Ultimately, the available CISS results are consistent with the subjective feelings of the test subjects: all heterophoric participants who already wore glasses before the study (21 people) were asked whether they felt more comfortable with their private glasses or with the study glasses. Of the 11 people who wore the prismatic study glasses, only 3 stated that they preferred the study glasses, all others felt more comfortable without prismatic correction. A satisfaction survey was conducted at the end of the study for all test subjects, regardless of whether they wore glasses before the study or not, which showed that those in the heterophoric control group (i.e. without prismatic study glasses) were generally more satisfied with their study glasses than those in the heterophoric prism group.
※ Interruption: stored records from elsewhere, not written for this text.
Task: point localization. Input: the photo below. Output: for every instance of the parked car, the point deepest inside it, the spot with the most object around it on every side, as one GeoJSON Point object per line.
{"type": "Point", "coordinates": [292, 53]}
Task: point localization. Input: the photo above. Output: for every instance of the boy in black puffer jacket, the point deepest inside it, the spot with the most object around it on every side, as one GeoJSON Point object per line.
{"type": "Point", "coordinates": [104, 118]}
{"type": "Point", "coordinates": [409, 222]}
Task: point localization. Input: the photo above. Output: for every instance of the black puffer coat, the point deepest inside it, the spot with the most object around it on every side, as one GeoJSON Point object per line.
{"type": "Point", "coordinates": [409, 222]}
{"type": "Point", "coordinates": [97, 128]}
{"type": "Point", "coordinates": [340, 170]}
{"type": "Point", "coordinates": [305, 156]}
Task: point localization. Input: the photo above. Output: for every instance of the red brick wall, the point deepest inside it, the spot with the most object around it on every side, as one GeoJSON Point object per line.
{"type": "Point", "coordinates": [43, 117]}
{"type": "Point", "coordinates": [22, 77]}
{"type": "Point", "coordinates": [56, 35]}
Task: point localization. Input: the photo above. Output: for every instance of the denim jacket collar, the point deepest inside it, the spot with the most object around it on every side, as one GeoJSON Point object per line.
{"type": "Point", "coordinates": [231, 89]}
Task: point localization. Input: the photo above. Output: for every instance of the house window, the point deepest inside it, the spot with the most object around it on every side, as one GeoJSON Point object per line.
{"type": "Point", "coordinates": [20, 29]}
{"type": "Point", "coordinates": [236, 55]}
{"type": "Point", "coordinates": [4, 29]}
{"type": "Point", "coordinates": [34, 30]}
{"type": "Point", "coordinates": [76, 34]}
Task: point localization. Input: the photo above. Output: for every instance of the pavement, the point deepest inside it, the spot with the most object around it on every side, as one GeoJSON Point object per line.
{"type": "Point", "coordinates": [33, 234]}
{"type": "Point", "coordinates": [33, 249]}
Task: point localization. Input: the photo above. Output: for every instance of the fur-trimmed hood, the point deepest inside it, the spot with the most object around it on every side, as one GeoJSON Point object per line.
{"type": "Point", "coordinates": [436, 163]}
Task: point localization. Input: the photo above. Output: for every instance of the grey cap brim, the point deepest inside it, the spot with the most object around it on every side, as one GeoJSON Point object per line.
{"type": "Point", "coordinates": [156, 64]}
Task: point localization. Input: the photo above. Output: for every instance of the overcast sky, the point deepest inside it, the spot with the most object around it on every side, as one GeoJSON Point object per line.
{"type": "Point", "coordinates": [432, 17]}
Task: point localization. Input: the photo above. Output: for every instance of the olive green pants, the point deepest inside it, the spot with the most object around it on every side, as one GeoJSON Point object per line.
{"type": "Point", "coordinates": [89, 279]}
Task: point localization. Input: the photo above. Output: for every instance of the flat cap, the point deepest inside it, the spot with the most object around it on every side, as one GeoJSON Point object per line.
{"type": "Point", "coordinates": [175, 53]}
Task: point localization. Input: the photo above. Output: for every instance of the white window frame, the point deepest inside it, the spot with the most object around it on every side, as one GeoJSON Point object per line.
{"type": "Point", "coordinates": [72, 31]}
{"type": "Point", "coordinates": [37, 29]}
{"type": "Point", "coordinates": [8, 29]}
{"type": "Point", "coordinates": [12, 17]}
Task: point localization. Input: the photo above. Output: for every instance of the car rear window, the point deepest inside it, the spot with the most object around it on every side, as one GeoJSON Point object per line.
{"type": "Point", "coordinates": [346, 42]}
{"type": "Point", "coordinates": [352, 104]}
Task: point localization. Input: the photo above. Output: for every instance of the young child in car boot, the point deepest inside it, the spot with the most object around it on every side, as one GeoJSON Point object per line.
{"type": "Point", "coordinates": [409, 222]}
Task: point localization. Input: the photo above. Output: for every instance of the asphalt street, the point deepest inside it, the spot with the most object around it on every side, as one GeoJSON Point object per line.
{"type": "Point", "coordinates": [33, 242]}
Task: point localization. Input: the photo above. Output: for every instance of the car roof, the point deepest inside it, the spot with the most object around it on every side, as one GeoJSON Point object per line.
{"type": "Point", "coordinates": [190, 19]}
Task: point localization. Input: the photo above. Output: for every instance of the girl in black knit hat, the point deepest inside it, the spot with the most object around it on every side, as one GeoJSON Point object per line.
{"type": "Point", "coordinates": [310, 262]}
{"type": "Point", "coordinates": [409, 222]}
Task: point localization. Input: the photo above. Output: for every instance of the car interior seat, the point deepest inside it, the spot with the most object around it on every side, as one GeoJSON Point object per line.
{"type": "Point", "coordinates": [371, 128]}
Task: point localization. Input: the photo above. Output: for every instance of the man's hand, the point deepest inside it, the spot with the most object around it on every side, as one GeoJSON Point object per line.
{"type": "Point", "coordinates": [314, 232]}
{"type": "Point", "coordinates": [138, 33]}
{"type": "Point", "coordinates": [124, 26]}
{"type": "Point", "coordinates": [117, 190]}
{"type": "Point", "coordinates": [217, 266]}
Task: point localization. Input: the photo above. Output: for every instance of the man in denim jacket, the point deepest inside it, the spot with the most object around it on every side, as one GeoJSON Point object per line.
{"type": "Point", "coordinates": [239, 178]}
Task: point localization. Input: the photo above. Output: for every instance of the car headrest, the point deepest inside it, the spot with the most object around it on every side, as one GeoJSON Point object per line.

The present study addresses a secondary question of a larger study, the results of which have already been published.12,18 For this reason, the study design was not optimised for the influence of prismatic corrections on asthenopic symptoms during reading. Among other things, this meant that only minor heterophoria was investigated and the study participants were not selected based on their symptoms. It must therefore be recognised that the present results cannot be applied to all typical cases in optometric practice (e.g. patients with severe symptoms). However, contrary to a widespread assumption, it was shown that prism effects are not directly and immediately reflected in a reduction in asthenopic complaints, even if it has already been shown for the same sample that there are measurable positive effects in binocular coordination.18
To conclude, it should be noted that the selected CISS questionnaire was originally developed with a different goal. Even though other studies have shown that it can be used for other purposes,21,22 it cannot be ruled out that a different questionnaire variant would have proven more effective for recording asthenopic symptoms while reading. Finally, it should be noted that heterophoria was determined using the MCH, since it is the most common method for qualifying and quantifying heterophoria in Germany, Austria, the Netherlands and Switzerland, although there may be more suitable methods for this.
Conclusion
At first glance, we could not establish any positive effect of horizontal prismatic corrections on the CISS total after wearing prisms for 6 months. Nonetheless, we could observe certain tendencies towards a change in the symptoms mentioned after this time. However, these changes were similar in the heterophoric prism and control groups. The systematic recording of symptoms is challenging due to multifactorial causes and requires tools with high sensitivity and specificity. Furthermore, methods for the systematic recording of abnormalities and problems in binocular vision are also necessary in the field of optometry; one of which was presented in this publication. This approach can and should be further researched in future studies to be able to better explain the complexity of asthenopic symptoms in the near future.
Conflict of interest
The authors have no conflict of interest regarding the methods and devices mentioned in this article. This study was funded by the Swiss National Science Foundation (SNSF; grant no. 320030_172965) and financially supported by the International Association for Binocular Vision (IVBS) for the purchase of spectacle frames and lenses.